The privacy and scam experts that ConsumerAffairs spoke to were pretty much in agreement that the magic number is four or five email addresses and they're shoulder to shoulder on what those addresses should be, too.
Personal
Family, friends, and your trusted acquaintances. Give it out only to those who fit that description and avoid using it for public sign-ups or registrations. That way, you’ll minimize spam and unwanted intrusions into your personal space.
Professional
This account should be solely for work-related matters. That way, you can ensure clarity, maintain professionalism – and most importantly – strengthen security by limiting the exposure of your personal information to professional contacts.
Shopping
Wolfgang Goerlich, Faculty Member at IANS Research, insists a separate shopping -- including for subscriptions and newsletters -- email account is an absolute must.
“For example, a shipping scam or invoicing scam sent to an email address not used for shopping is easily spotted,” he told ConsumerAffairs.
“Say one of your email addresses gets compromised because of clicking on a scam, or falling for a phishing email, the criminal wouldn't be able to get into your bank if it’s through a separate address. And when a website or app gets breached, and they often do, it helps to keep things separate.”
Another reason to split shopping emails out from your personal email is that scammers thrive on shopping-related personal information that’s sold on the dark web. And they’re using that data to increase their efforts toward brand impersonation scams, which the Federal Trade Commission (FTC) said brought consumers $200 million more in fraud pain in 2022 than they did in 2021.
Social media
Having a social media/online forum-only email address helps control privacy, and like the other separate accounts, reduces spam in your primary accounts. Besides, you can get all those social media notifications in one place and not sprinkled throughout everything else in your in-box.
Financial
Financial scams ruined more consumers' lives than any other ruse in 2023. And having an email account exclusively for banking, investments, and other financial activities could create a fortress against those cons.
It will add an extra layer of protection to your sensitive financial information by isolating it from potential phishing attempts and suspicious emails that might target your other accounts.
Setting everything up
What is the best way to manage them in one place? Believe it or not, it’s not difficult at all.
Josh Amishav, founder and CEO at Breachsense, suggests you use an email client like Gmail, Outlook, or Thunderbird to manage multiple accounts through a single platform. And most browsers these days allow you to "pin" multiple sites so you could, in theory, have all 4-5 email in-boxes set up as tabs next to each other in your browser.

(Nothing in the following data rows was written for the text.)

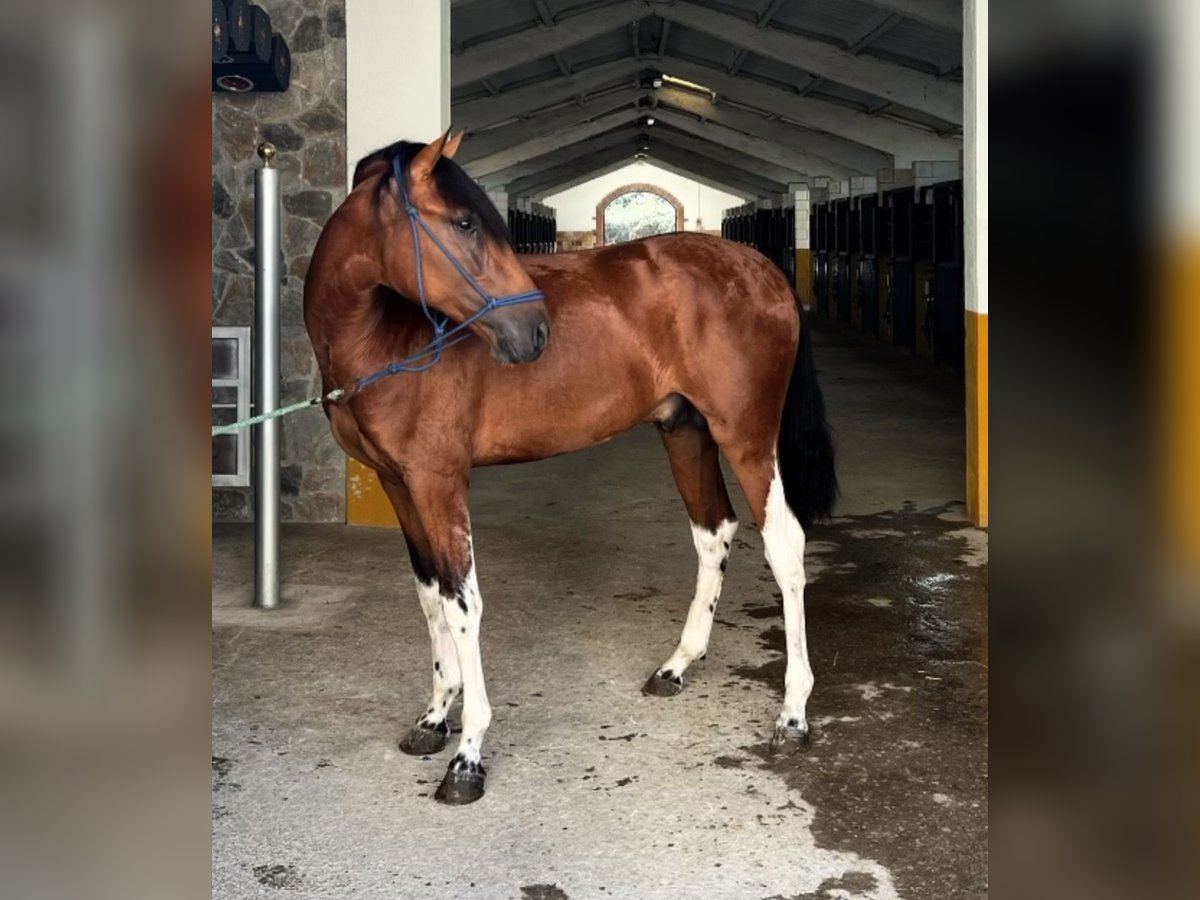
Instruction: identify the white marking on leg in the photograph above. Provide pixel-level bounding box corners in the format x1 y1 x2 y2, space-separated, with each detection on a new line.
442 553 492 770
762 463 812 731
659 518 738 679
416 580 462 731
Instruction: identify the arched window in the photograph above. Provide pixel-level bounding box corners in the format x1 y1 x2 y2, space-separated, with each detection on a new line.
596 185 683 247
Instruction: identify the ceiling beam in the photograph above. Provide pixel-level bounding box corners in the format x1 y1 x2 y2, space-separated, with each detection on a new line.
654 85 895 175
652 0 962 125
649 142 787 197
479 127 637 187
533 0 554 28
755 0 787 28
463 108 636 179
509 146 634 197
654 107 851 180
450 2 646 88
864 0 962 35
455 86 642 169
649 128 804 185
450 59 646 131
846 12 904 56
662 59 962 168
646 156 762 204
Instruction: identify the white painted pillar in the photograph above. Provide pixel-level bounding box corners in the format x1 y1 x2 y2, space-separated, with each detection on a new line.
962 0 988 524
787 182 814 304
346 0 450 527
487 187 509 222
346 0 450 186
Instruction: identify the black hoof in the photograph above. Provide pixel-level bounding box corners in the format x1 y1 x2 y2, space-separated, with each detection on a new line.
770 725 812 755
642 672 683 697
433 767 486 806
400 722 450 756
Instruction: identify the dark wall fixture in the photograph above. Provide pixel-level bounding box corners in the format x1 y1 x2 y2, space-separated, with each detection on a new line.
212 0 292 94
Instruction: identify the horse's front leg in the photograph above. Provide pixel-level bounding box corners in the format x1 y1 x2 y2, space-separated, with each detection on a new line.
379 482 462 756
406 470 492 804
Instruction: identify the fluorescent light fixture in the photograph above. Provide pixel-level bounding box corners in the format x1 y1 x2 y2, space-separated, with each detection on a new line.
654 74 716 102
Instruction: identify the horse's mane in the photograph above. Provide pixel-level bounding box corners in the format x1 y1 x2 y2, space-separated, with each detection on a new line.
352 140 512 247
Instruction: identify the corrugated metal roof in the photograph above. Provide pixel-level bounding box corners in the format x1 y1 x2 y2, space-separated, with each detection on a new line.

Both Jeff Reich, executive director at the Identity Defined Security Alliance (IDSA), and Raluca Saceanu, is CEO of global cybersecurity company Smarttech247, emphasize that the most important ingredient is setting up either a “password safe” or “password manager.”
“For those who use a credential or a password manager, it becomes an easy task to manage the accounts. Under no circumstances should you ever use a password for one account on another, that cancels the entire principle of the separation,” Reich said.